When menthol is the ingredient providing the therapeutic action you’re needing — be it topical pain relief, or invigoration from that “minty” cooling effect, peppermint or corn mint should be used. Spearmint contains almost no menthol, where peppermint contains between 30 and 50%, and corn mint contains up to 95%. You’ll find both these mints in pain relieving blends, and in body creams and scrubs where the idea is to get a pleasant eye-opening action from the product.

The safety concerns of these essential oils are few. Peppermint and corn mint should not be used by those with epilepsy, as the aroma may be to simulating to the nervous system. For younger children, use spearmint in place of peppermint — whether there’s really a concern does not seem to be agreed upon, but where an adult or older child might quickly be able to say “that’s too much”, the same response may not come fast enough from younger kids. And finally, corn mint should only be used in applications where it is called for specifically, or by knowledgeable practitioners.

There’s a brief look at the most popular stimulating essential oils. A little mint doesn’t cost much, goes a long way, and might be a fun and effective addition to your natural medicine collection!

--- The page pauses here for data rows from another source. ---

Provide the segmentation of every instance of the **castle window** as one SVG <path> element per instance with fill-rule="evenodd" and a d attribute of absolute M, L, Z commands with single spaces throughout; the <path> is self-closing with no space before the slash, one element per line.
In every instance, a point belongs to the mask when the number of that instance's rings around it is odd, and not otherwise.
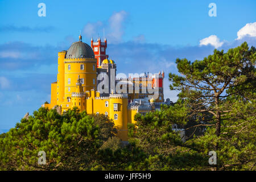
<path fill-rule="evenodd" d="M 80 82 L 82 84 L 84 84 L 84 78 L 81 78 Z"/>
<path fill-rule="evenodd" d="M 118 104 L 114 104 L 114 111 L 117 111 L 118 110 Z"/>

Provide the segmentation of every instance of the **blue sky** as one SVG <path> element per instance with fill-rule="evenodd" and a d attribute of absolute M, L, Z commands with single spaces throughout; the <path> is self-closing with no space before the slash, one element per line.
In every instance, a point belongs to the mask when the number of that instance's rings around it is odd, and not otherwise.
<path fill-rule="evenodd" d="M 39 17 L 39 3 L 46 16 Z M 217 16 L 209 16 L 213 2 Z M 214 48 L 256 43 L 255 1 L 0 0 L 0 133 L 50 100 L 57 52 L 105 36 L 118 73 L 177 73 L 176 58 L 202 59 Z"/>

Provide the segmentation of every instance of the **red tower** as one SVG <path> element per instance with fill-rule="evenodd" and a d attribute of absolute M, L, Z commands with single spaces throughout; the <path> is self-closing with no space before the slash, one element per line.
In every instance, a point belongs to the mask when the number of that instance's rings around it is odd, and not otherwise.
<path fill-rule="evenodd" d="M 93 42 L 93 39 L 92 38 L 90 46 L 94 52 L 95 58 L 97 59 L 97 67 L 98 67 L 104 59 L 109 57 L 109 55 L 106 55 L 106 49 L 107 48 L 106 39 L 105 38 L 103 42 L 101 42 L 101 38 L 98 38 L 96 42 Z"/>

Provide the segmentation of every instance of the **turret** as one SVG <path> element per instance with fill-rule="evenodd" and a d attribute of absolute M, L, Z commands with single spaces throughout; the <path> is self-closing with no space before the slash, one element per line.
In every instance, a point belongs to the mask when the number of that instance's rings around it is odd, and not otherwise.
<path fill-rule="evenodd" d="M 90 39 L 90 47 L 93 49 L 93 39 L 92 37 L 92 39 Z"/>

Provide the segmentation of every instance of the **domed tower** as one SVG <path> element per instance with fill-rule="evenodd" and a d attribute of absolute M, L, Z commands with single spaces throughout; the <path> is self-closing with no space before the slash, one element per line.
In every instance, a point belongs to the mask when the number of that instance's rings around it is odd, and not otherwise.
<path fill-rule="evenodd" d="M 82 42 L 73 43 L 66 53 L 64 63 L 64 102 L 76 92 L 77 78 L 80 76 L 81 92 L 97 89 L 97 59 L 92 48 Z"/>
<path fill-rule="evenodd" d="M 77 107 L 80 110 L 82 111 L 86 109 L 86 94 L 85 93 L 83 92 L 82 90 L 82 84 L 81 83 L 81 79 L 79 75 L 76 85 L 76 92 L 72 92 L 71 95 L 72 107 Z"/>

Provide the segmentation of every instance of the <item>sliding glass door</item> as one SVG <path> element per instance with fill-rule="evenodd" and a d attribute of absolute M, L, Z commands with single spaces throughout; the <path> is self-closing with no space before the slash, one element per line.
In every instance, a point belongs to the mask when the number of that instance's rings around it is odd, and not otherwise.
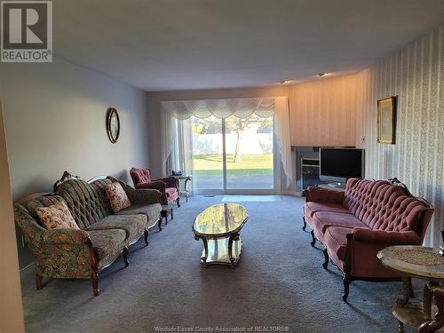
<path fill-rule="evenodd" d="M 226 119 L 226 189 L 274 188 L 273 116 Z"/>
<path fill-rule="evenodd" d="M 191 117 L 192 170 L 194 191 L 224 189 L 224 133 L 222 120 L 211 115 Z"/>
<path fill-rule="evenodd" d="M 273 116 L 193 116 L 190 124 L 195 193 L 271 193 L 274 189 Z"/>

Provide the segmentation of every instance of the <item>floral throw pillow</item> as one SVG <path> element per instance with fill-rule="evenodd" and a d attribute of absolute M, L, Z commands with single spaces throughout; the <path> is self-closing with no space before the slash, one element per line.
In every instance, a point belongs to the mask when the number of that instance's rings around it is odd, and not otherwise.
<path fill-rule="evenodd" d="M 79 229 L 65 202 L 39 207 L 36 212 L 46 229 Z"/>
<path fill-rule="evenodd" d="M 105 191 L 107 191 L 107 196 L 108 197 L 109 203 L 111 203 L 111 208 L 115 213 L 130 207 L 131 202 L 128 199 L 123 187 L 118 182 L 107 184 L 105 186 Z"/>

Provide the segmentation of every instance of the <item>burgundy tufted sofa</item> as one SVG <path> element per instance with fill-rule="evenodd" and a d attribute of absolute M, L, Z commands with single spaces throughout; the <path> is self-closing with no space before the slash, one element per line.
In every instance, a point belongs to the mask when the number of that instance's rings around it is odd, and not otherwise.
<path fill-rule="evenodd" d="M 379 250 L 423 242 L 433 208 L 395 182 L 348 178 L 345 192 L 307 189 L 303 229 L 311 226 L 312 246 L 324 245 L 323 267 L 331 261 L 344 274 L 345 301 L 353 280 L 399 279 L 377 259 Z"/>

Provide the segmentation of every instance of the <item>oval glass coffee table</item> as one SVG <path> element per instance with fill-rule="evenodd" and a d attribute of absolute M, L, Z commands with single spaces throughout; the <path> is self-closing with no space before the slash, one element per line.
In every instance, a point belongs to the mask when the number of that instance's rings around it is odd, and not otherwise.
<path fill-rule="evenodd" d="M 236 203 L 218 203 L 200 213 L 193 225 L 194 239 L 202 239 L 203 251 L 201 266 L 234 266 L 241 258 L 242 242 L 239 233 L 249 215 L 245 207 Z"/>

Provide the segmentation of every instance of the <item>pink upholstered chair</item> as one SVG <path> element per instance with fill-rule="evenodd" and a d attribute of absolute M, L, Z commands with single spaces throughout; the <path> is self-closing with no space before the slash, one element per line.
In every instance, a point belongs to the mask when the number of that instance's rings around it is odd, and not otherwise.
<path fill-rule="evenodd" d="M 178 180 L 174 177 L 152 179 L 149 169 L 136 168 L 131 168 L 130 175 L 134 183 L 134 187 L 156 189 L 162 194 L 161 200 L 163 204 L 170 204 L 176 201 L 178 207 L 180 207 Z"/>

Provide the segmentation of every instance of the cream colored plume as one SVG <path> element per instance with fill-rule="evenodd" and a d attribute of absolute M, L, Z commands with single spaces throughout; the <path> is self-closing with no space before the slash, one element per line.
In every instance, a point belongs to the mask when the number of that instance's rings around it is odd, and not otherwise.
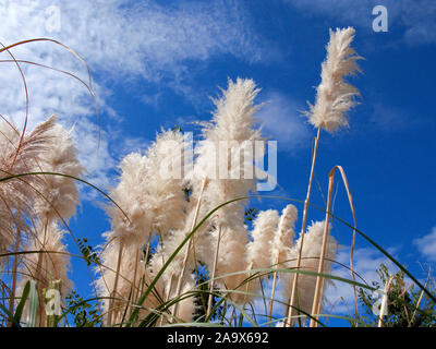
<path fill-rule="evenodd" d="M 315 105 L 310 104 L 306 111 L 308 121 L 315 128 L 322 128 L 329 132 L 339 127 L 347 127 L 347 111 L 355 105 L 354 97 L 359 91 L 348 84 L 344 77 L 360 72 L 356 60 L 362 59 L 351 41 L 354 38 L 354 28 L 330 29 L 330 41 L 327 46 L 327 58 L 322 64 L 322 82 L 316 88 Z"/>
<path fill-rule="evenodd" d="M 84 167 L 77 159 L 77 149 L 72 136 L 51 117 L 39 125 L 46 129 L 47 146 L 39 154 L 35 171 L 56 172 L 78 178 Z M 71 177 L 44 174 L 38 183 L 40 195 L 35 200 L 35 213 L 40 219 L 49 221 L 69 219 L 75 213 L 78 203 L 76 180 Z M 59 214 L 59 216 L 58 216 Z"/>
<path fill-rule="evenodd" d="M 325 226 L 324 221 L 317 221 L 313 222 L 312 226 L 307 228 L 307 232 L 304 236 L 302 261 L 300 266 L 301 270 L 308 270 L 313 273 L 318 272 L 319 254 L 323 244 L 324 226 Z M 301 238 L 296 240 L 296 244 L 293 246 L 293 249 L 289 254 L 290 262 L 287 263 L 288 268 L 295 268 L 296 255 L 300 248 L 300 243 L 301 243 Z M 329 261 L 335 260 L 336 250 L 337 250 L 337 243 L 335 239 L 331 236 L 329 236 L 323 274 L 330 273 L 331 266 Z M 292 288 L 293 274 L 287 273 L 286 275 L 287 277 L 283 287 L 283 292 L 284 292 L 283 294 L 288 297 Z M 323 294 L 327 284 L 328 280 L 326 279 L 324 282 Z M 295 302 L 295 306 L 308 314 L 312 311 L 312 303 L 315 293 L 315 285 L 316 285 L 316 276 L 311 276 L 305 274 L 299 275 L 299 282 L 296 288 L 298 302 Z M 292 310 L 291 315 L 296 315 L 296 311 Z"/>
<path fill-rule="evenodd" d="M 109 206 L 112 218 L 109 239 L 117 237 L 123 243 L 144 243 L 149 232 L 159 231 L 165 236 L 170 229 L 183 227 L 184 179 L 178 173 L 172 173 L 173 177 L 161 173 L 162 164 L 180 164 L 180 172 L 183 172 L 183 148 L 184 139 L 180 132 L 164 131 L 146 155 L 132 153 L 124 157 L 120 181 L 111 196 L 130 221 L 119 207 Z"/>
<path fill-rule="evenodd" d="M 64 231 L 52 221 L 49 224 L 36 221 L 34 230 L 25 240 L 25 251 L 40 251 L 26 253 L 20 266 L 20 289 L 27 280 L 38 281 L 40 289 L 47 288 L 52 280 L 61 280 L 61 293 L 64 296 L 71 289 L 72 282 L 68 277 L 70 256 L 62 239 Z M 20 294 L 20 292 L 19 292 Z"/>
<path fill-rule="evenodd" d="M 253 241 L 247 245 L 247 262 L 253 269 L 270 268 L 272 262 L 272 241 L 279 222 L 279 213 L 275 209 L 262 210 L 254 220 Z"/>
<path fill-rule="evenodd" d="M 271 265 L 274 267 L 282 268 L 284 266 L 282 263 L 286 262 L 295 237 L 293 229 L 296 215 L 298 210 L 294 205 L 288 205 L 281 212 L 279 226 L 271 241 Z"/>
<path fill-rule="evenodd" d="M 245 173 L 243 161 L 238 166 L 234 158 L 241 158 L 241 154 L 251 151 L 250 146 L 254 141 L 262 140 L 259 127 L 254 117 L 258 106 L 254 99 L 259 89 L 252 80 L 238 79 L 235 82 L 229 80 L 228 88 L 222 92 L 219 99 L 214 100 L 216 111 L 210 123 L 206 123 L 203 130 L 204 141 L 196 148 L 195 176 L 192 178 L 192 203 L 196 203 L 198 193 L 205 179 L 207 185 L 202 197 L 198 217 L 204 217 L 216 206 L 235 198 L 245 196 L 255 190 L 256 180 L 253 173 Z M 249 142 L 246 142 L 249 141 Z M 223 142 L 228 142 L 229 154 L 226 159 L 218 149 Z M 245 142 L 245 143 L 244 143 Z M 250 144 L 251 145 L 247 145 Z M 225 160 L 219 156 L 221 155 Z M 250 159 L 253 161 L 253 158 Z M 221 172 L 220 172 L 221 170 Z M 228 178 L 222 178 L 222 170 Z M 251 177 L 247 174 L 252 174 Z M 244 266 L 245 245 L 249 242 L 247 231 L 243 225 L 244 210 L 243 202 L 229 204 L 217 212 L 216 225 L 205 225 L 196 236 L 198 257 L 211 269 L 211 257 L 217 246 L 217 230 L 220 226 L 221 241 L 219 242 L 219 255 L 217 274 L 220 275 L 241 272 Z M 218 281 L 223 288 L 232 289 L 240 285 L 246 276 L 226 277 Z"/>

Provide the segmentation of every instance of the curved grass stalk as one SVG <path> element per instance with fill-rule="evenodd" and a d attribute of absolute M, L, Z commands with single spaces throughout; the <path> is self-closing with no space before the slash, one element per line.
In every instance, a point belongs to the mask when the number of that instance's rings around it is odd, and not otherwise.
<path fill-rule="evenodd" d="M 314 171 L 315 171 L 316 156 L 318 154 L 319 135 L 320 135 L 320 128 L 318 128 L 318 131 L 316 133 L 314 152 L 312 155 L 311 174 L 308 177 L 307 194 L 306 194 L 306 198 L 304 201 L 303 220 L 301 224 L 301 231 L 300 231 L 301 242 L 300 242 L 300 248 L 299 248 L 299 252 L 298 252 L 298 256 L 296 256 L 296 268 L 300 268 L 300 266 L 301 266 L 301 257 L 302 257 L 302 253 L 303 253 L 303 243 L 304 243 L 304 233 L 306 230 L 308 203 L 311 200 L 311 192 L 312 192 L 312 181 L 313 181 Z M 292 308 L 292 305 L 295 304 L 295 299 L 298 298 L 298 294 L 296 294 L 298 279 L 299 279 L 299 276 L 296 274 L 292 280 L 292 289 L 291 289 L 291 296 L 290 296 L 290 300 L 289 300 L 289 304 L 291 308 Z M 290 324 L 291 324 L 291 322 L 290 322 L 291 314 L 292 314 L 292 312 L 290 311 L 290 309 L 288 309 L 288 321 L 287 321 L 288 326 L 290 326 Z"/>

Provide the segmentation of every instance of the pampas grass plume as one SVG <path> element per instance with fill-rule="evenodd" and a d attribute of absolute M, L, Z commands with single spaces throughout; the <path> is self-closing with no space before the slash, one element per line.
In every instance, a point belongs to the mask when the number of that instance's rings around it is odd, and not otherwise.
<path fill-rule="evenodd" d="M 362 57 L 351 48 L 354 28 L 330 29 L 330 41 L 327 46 L 327 58 L 322 64 L 322 82 L 316 88 L 315 105 L 310 104 L 305 115 L 315 128 L 329 132 L 340 127 L 348 127 L 347 111 L 355 105 L 354 97 L 359 91 L 348 84 L 344 77 L 360 72 L 356 63 Z"/>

More on the healing effects of essential oils can be found at

  1 comment for “Using Peppermint And Spearmint Essential Oils

  1. Rebecca C
    April 15, 2012 at 7:14 am

    Just as a warning, I just got out of the tub with red patches all over because of spearmint. I usually use it for cleaning (covers up the vinegar smell somewhat and makes my homemade cleaner smell quite nice!), but I thought a few drops in the bath would be a nice pick-me-up for sick little me. Within a few minutes I started feeling a burning sensation around my chest, where I had put the oil in the water. Got out, rinsed off, and I’m feeling fine now, but I wish I hadn’t done that!